The majority opinion is likely to have similar effects in Alaska and will probably require legislative intervention to ultimately bring fairness and order to this complex area of law.
. It seems an equally probable danger that an "independent" attorney selected by the insured would have an interest in favoring the insurer in the hope of establishing a continuing relationship with the insurer, while his relationship with the insured is likely to be transitory. After all, it is the insurer who pays "independent” counsel’s fees, too. The rule adopted by the majority does not address this danger and is a radical step which will be of doubtful effectiveness in resolving a problem which may be more pervasive in the minds of academicians than in the real world.
. DR 5-105 applies to the situation in which a lawyer represents two clients.

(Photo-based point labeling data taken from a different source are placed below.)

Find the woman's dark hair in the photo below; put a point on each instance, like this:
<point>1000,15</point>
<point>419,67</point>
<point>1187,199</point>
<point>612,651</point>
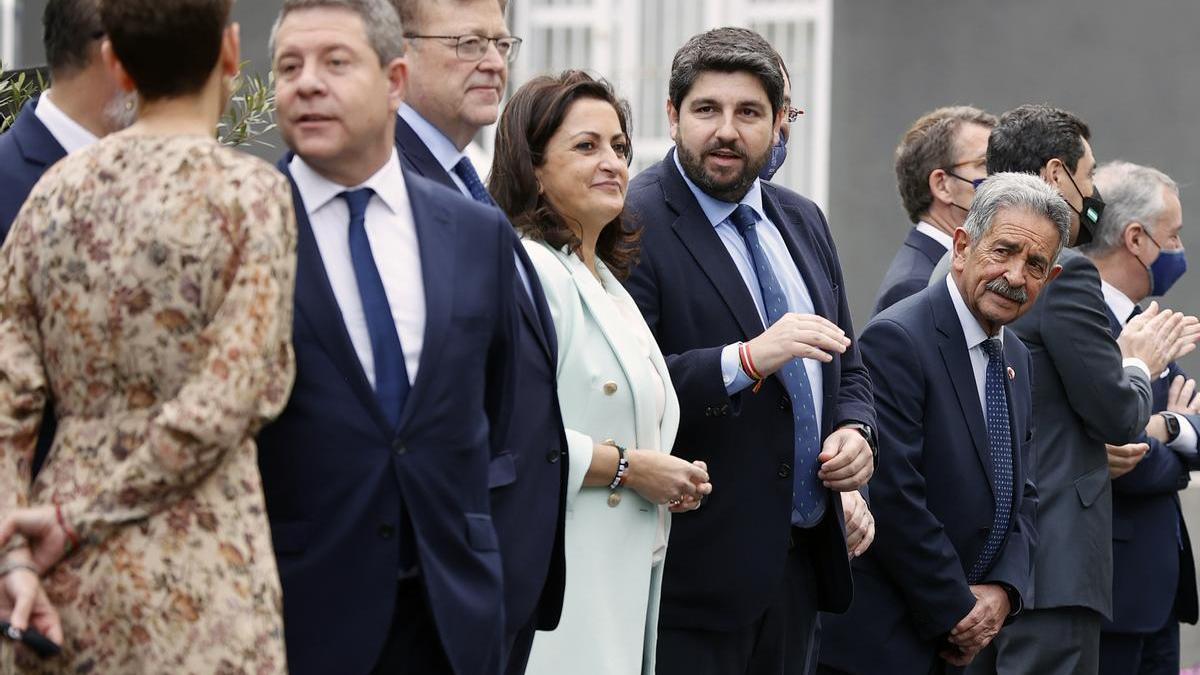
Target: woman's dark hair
<point>168,47</point>
<point>529,120</point>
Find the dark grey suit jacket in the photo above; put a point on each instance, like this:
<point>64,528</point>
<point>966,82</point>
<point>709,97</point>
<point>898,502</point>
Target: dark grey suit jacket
<point>1083,398</point>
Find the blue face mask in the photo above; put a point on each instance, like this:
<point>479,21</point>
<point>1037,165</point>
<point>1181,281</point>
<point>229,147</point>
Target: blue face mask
<point>1165,270</point>
<point>778,156</point>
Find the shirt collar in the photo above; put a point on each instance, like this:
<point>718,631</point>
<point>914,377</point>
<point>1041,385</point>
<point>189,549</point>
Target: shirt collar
<point>318,191</point>
<point>70,133</point>
<point>441,147</point>
<point>971,328</point>
<point>1117,302</point>
<point>717,210</point>
<point>942,238</point>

In the circumstances discussed here, the attorney has but one client, the insured. See Tank v. State Farm Fire & Casualty Co., 105 Wash.2d 381, 715 P.2d 1133, 1137 (1986) ("Both retained defense counsel and the insurer must understand that only the insured is the client.”). Nonetheless, DR 5-105 is applicable by virtue of the obligations the attorney has toward the insurer as a result of the insurance agreement between insurer and insured. While we need not decide the scope of that obligation here, at a minimum it encompasses a duty to communicate with the insurer, to share non-confidential and unprivileged information regarding the case with the insurer, and to cooperate with the insurer in efforts to settle the case.

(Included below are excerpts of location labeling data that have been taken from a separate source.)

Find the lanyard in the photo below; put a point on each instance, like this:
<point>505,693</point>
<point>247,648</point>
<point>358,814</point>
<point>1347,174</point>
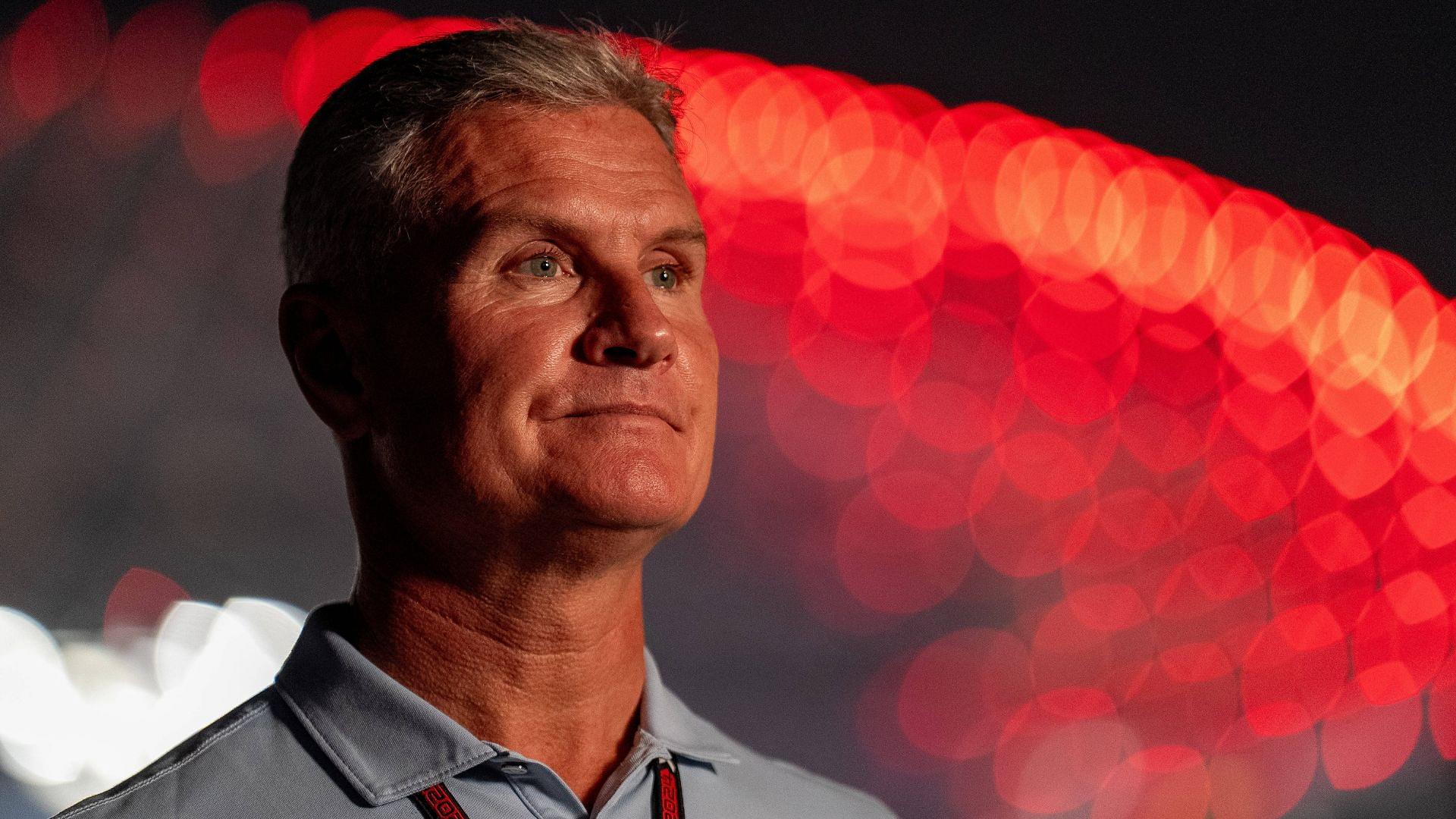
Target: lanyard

. While that case did not involve the same type of conflict of interest present here, this court's recent decision in Bohna v. Hughes, Thorsness, Gantz, Powell & Brundin, 828 P.2d 745 (Alaska 1992) suggests that existing law is adequate to remedy the abuses of attorneys and insurers who compromise the interest of the insured.
. The agreement between CHI and Employers provided:
[CHI] shall cooperate with [Employers], and upon [Employers] request, shall attend hearings and trials and shall assist in effecting settlements, securing and giving evidence, obtaining the attendance of witnesses and in the conduct of suits.
.In the typical coverage dispute case where the party suing the insured alleges both intentional and negligent conduct, the plaintiff has a strong interest in developing facts indicating intentional conduct, as this enhances the strength of the plaintiff's case and may be a basis for an award of punitive damages. Such facts would be discoverable by the insurer in subsequent coverage litigation with the insured.